Chapter 162: Chapter 162: The Piano, Ming Ruxue’s Parents
The Stepmother Who Raises Cute Children and the Crazy Bigshot Who Spoils Her Endlessly (70s)
Early the next morning, Xia Lian came over with the materials list she’d drafted, and also brought some of her homemade sesame paste for everyone to try.
Gu Qinghuan happily accepted the paste and told her to go home and wait—at the latest, Lanting would deliver the grain to her by the afternoon.
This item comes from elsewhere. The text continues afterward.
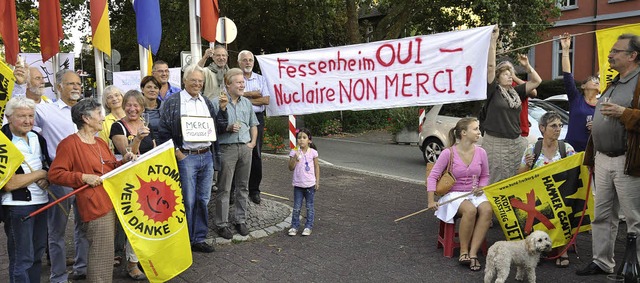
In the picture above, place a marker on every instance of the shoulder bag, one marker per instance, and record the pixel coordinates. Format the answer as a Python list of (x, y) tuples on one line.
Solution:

After Xia Lian left, Gu Qinghuan went out and quickly gathered all the grain and materials listed—of course, she ordered them from the vending machine.
It was a bit heavy, two or three hundred jin, so she simply called for two rickshaws and had Lanting accompany the delivery.
As soon as Lanting left, Xiao Zhuo pulled up in front of the villa with a flourish.
“Brother Xiao, heading to work? Have you eaten? We made youtiao for breakfast,” Gu Qinghuan greeted him warmly, as they were now quite familiar with each other.
“No, I’m good. I actually came to tell you that I have news about the piano you asked me to look into last time.
It’s a coincidence—remember the director from the Revolutionary Committee who just got dismissed? He was caught taking bribes, and all his family assets have been confiscated and are being sold off.
Among them is a Yamaha piano imported from Japan, which he bought for his daughter just earlier this year. It’s practically brand new.
Since pianos aren’t in high demand, no one’s bought it yet, and the price is pretty low—about three thousand yuan. I heard he paid seven or eight thousand for it.
If you’re sure you want it, I can talk to someone and see if we can get it even cheaper for you.”
Gu Qinghuan was surprised. She’d only mentioned in passing that she wanted a reasonably priced piano at home to entertain Zhong Luoning, and asked if he had any leads—she hadn’t expected him to be so attentive.
“That’s great! I do want it, and if you can get the price down, even better. Thank you, Brother Xiao.”
“Alright, I’ll ask around and get back to you this afternoon,” Xiao Zhuo said, glancing up at the second-floor window of the villa before driving off.
Zhong Luoning was a piano teacher. She’d studied piano since childhood, and when she got married, her family gave her a Yamaha piano as part of her dowry. Later, the Xu family sold it off for next to nothing, accusing her of capitalist tendencies.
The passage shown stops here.